Originally I was going to post a gluten free Banana Bread recipe that I used to make that was always a winner in my household, it was really moist and packed full of flavour.
I created an SCD equivalent version that SA admits tastes better then the original, which is saying A LOT. This banana bread really does deserve the title of ‘The Best’ as its light, incredibly moist and full of banana flavour.
If you make this recipe let me know in the comment section below, I would love to hear what you think or take a photo and tag me (@everylastbite1) on Instagram, I love seeing your photos!
- 2 1/2 cups almond flour
- 1/2 tsp baking soda
- 2 eggs
- 1/4 cup honey or other sweetener
- 3 tbsp melted coconut oil or butter
- 1 tsp vanilla extract
- 4 very ripe bananas
- 1/3 cup chopped walnuts
- Preheat the oven to 175 degrees Celsius (350 degrees Fahrenheit)

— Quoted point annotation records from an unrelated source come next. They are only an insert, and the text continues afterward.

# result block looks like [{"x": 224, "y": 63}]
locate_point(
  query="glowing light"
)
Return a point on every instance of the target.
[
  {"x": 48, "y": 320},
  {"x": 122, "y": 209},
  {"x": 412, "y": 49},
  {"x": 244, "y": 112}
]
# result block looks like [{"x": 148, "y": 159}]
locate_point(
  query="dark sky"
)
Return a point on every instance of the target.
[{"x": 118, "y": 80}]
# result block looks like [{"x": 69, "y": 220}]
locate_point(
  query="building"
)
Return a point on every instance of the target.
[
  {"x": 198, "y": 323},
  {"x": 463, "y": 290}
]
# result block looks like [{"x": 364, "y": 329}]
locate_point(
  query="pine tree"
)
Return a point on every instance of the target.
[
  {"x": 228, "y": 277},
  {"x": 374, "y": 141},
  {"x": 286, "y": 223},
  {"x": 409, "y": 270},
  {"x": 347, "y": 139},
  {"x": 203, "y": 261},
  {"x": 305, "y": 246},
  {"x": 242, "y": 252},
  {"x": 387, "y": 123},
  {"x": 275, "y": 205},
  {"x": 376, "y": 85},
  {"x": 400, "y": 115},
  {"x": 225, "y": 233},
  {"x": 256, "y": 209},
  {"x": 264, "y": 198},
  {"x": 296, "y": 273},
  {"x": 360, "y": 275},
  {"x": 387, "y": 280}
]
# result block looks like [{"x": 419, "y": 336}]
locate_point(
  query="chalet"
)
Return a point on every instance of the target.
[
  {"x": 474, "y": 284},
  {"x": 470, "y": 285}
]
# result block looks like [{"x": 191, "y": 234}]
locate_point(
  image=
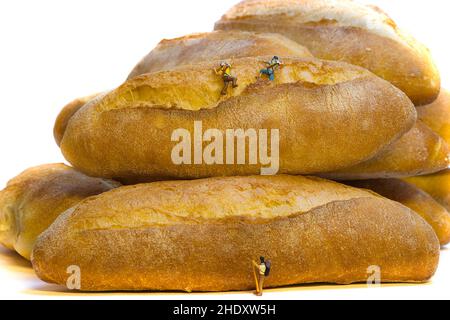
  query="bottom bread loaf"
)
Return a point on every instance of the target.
[{"x": 203, "y": 235}]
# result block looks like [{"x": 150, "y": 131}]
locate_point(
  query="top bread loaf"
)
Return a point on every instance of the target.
[{"x": 344, "y": 30}]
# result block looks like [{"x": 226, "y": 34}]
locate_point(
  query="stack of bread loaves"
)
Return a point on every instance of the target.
[{"x": 231, "y": 173}]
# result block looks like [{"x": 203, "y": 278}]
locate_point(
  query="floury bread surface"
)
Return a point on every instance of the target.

- In a mixing bowl combine the baking soda and almond flour
- Next add in the eggs, honey, melted coconut oil, vanilla and 2 of the bananas, ensure all of the ingredients are mixed well
I like to then add the remaining 2 bananas at the end so they remain in chunks when cooked. Stir in the walnuts
- Line a baking tin with parchment paper (this will make your life a lot easier when trying to remove the bread after baking)
- Bake for 50-55 minutes (after 25-30 minutes of baking I usually cover the bread with tin foil to ensure it doesn't become too dark)
- Insert a tooth pick or skewer into the bread and ensure it comes out clean before removing the bread from the oven. Let it cool for a few minutes before removing from the baking tin. Enjoy!